During a meeting in Ljubljana, Slovenia—marking a departure from its typical venue in Frankfurt—the ECB’s rate-setting council is expected to adjust the benchmark rate from 3.5% to 3.25%.

If realized, this will mark the third consecutive rate cut since June.

Inflation trends have surprised analysts, declining more sharply than anticipated.

In September, inflation dropped to 1.8%, dipping below the ECB’s target of 2% for the first time since 2020.

Given the mounting evidence of stagnation in the eurozone, which reported a meager 0.3% growth in the second quarter, many experts believe that ECB President Christine Lagarde will be inclined to further rate reductions, potentially in December.

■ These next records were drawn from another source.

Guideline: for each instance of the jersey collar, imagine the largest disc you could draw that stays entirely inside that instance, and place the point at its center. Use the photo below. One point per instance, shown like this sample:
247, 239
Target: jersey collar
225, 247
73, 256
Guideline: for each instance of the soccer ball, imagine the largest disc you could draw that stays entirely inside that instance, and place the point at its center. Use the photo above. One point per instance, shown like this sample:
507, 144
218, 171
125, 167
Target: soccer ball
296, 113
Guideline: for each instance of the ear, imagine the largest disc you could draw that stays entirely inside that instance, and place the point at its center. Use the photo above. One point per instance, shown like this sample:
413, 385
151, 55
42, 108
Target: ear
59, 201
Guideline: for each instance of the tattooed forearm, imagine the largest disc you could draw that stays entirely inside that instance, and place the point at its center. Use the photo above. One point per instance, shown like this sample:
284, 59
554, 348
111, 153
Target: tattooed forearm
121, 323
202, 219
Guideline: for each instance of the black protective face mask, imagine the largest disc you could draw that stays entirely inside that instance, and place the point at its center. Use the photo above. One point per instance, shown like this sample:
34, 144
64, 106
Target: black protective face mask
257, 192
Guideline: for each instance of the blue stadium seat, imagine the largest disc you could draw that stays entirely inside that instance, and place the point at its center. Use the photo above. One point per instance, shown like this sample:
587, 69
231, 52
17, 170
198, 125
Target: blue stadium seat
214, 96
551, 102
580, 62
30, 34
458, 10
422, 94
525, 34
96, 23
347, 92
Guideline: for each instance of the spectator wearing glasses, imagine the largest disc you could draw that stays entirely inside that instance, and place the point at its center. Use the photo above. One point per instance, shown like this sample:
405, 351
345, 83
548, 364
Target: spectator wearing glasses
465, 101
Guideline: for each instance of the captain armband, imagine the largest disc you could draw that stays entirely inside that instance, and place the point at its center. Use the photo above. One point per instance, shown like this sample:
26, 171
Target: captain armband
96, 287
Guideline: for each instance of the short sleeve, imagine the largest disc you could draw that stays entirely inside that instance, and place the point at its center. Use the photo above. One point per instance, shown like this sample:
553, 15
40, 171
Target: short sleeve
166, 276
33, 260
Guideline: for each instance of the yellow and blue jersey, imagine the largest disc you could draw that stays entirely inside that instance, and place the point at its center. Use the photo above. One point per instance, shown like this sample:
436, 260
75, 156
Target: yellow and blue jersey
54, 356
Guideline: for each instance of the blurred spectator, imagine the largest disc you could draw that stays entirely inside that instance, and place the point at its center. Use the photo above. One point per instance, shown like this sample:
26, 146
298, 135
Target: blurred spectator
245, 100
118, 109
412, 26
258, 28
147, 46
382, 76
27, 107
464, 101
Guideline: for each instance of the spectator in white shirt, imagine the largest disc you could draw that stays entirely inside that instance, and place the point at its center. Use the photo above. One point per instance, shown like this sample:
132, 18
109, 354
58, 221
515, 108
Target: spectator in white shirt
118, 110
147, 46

Holger Schmieding, chief economist at Berenberg Bank, noted:

The trends in the real economy and inflation support the case for lower rates.

The global decline in inflation can largely be attributed to central banks raising borrowing costs sharply from near-zero levels during the Covid-19 pandemic.

This spike in rates was initially a response to rising prices caused by supply chain disruptions, further exacerbated by Russia’s invasion of Ukraine, which significantly increased energy prices.

Established in 1999 alongside the launch of the euro, the ECB began its rate hike cycle in the summer of 2021, eventually reaching a historic high of 4% in September 2023.

This strategy aimed to combat inflation by making borrowing costlier for both consumers and businesses.

However, these measures have also had repercussions, contributing to a slowdown in economic growth across the region.